Le secrétaire général du parti politique ECIDÉ et porte-parole de Martin Fayulu, actuel coordonateur de LAMUKA voit, via son tweet de vendredi 11 juillet à minuit, « l’achat de conscience » derrière la déchéance de Jeannine Mabunda du FCC à la tête de l’Assemblée nationale. « La corruption et bracage électoral » ont pour Devos Kitoko, conduit à la « requalification en union sacrée » au sein de la chambre basse du parlement congolais.

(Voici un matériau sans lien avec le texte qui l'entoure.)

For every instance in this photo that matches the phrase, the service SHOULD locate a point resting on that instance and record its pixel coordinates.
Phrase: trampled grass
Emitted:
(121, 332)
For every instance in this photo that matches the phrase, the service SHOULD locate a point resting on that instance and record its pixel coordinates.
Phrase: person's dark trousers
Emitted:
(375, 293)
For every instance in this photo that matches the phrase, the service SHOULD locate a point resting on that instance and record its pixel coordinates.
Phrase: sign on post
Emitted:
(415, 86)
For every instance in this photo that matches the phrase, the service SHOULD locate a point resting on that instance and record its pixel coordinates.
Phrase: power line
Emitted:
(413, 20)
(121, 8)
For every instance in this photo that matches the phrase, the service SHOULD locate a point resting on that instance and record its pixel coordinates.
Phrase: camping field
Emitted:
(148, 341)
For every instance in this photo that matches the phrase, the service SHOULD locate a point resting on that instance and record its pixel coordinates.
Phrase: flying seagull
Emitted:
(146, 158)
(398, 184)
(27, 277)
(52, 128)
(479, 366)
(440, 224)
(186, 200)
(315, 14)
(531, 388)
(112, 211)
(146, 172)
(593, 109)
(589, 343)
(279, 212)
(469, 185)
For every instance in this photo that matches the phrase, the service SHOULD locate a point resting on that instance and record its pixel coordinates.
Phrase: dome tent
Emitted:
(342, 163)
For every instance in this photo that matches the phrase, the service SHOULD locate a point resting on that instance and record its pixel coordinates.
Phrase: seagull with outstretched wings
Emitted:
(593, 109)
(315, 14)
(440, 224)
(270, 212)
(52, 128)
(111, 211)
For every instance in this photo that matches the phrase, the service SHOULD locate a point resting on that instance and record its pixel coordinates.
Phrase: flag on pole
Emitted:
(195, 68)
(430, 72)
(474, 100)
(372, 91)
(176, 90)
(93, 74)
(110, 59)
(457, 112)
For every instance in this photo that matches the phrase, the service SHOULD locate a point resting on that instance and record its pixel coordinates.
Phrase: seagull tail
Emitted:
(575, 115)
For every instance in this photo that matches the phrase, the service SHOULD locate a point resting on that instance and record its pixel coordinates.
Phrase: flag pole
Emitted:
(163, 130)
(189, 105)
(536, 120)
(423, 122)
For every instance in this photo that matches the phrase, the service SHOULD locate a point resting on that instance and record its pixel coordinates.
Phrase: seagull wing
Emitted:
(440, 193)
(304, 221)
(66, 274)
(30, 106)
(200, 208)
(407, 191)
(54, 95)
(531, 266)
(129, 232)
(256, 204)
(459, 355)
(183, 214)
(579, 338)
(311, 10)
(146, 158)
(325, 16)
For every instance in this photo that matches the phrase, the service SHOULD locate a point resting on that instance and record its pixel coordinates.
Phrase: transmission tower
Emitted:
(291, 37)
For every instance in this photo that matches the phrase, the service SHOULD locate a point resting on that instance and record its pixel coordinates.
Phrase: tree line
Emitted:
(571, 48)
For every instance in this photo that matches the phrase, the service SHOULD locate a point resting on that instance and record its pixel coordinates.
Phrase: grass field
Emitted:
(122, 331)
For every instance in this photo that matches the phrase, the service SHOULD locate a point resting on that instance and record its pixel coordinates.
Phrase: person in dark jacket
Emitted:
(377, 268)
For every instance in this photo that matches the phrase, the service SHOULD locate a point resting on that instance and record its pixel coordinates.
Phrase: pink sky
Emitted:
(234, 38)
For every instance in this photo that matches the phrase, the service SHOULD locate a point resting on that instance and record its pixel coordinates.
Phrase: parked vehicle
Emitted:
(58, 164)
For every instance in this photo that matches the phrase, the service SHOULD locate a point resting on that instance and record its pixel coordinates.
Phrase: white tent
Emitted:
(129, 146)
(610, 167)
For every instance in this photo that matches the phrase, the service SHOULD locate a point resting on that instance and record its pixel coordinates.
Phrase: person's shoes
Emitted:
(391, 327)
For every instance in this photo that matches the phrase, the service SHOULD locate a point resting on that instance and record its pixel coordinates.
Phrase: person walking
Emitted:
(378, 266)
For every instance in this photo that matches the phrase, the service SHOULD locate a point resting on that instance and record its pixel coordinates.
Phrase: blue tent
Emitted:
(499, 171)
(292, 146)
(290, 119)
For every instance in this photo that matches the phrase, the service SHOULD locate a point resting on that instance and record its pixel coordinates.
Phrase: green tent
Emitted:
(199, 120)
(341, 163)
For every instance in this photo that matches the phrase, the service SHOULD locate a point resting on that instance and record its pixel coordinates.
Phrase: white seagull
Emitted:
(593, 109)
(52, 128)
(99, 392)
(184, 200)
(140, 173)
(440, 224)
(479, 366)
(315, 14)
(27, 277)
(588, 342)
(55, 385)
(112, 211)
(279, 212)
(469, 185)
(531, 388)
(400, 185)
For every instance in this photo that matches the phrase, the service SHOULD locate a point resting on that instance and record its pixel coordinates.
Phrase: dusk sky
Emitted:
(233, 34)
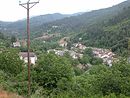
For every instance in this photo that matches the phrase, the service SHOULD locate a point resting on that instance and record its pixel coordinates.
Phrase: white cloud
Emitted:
(11, 11)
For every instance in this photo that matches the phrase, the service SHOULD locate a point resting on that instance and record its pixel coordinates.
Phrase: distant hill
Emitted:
(36, 21)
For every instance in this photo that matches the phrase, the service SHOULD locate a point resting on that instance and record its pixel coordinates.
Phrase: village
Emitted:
(76, 51)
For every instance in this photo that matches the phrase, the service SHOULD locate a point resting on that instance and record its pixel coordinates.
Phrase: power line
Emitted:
(28, 7)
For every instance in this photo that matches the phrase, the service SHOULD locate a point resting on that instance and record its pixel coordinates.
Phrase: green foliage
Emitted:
(54, 73)
(10, 62)
(13, 39)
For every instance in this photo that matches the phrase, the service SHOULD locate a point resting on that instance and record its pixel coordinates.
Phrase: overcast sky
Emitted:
(11, 11)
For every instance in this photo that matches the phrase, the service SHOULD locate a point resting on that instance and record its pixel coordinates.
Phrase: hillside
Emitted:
(20, 26)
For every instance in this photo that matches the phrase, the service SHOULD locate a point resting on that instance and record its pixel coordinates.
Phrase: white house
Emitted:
(24, 56)
(16, 44)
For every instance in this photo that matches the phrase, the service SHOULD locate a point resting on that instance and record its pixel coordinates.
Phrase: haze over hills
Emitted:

« La majorité FCC à l’Assemblée Nationale a été fabriquée sur fond de corruption et de bracage électoral. Son rachat et sa requalification en Union sacrée n’ont pas dérogé à ces antivaleurs. On ne peut pas construire un État de droit et une nation prospère dans la barbarie et l’achat de conscience », tance ce proche de Martin Fayulu.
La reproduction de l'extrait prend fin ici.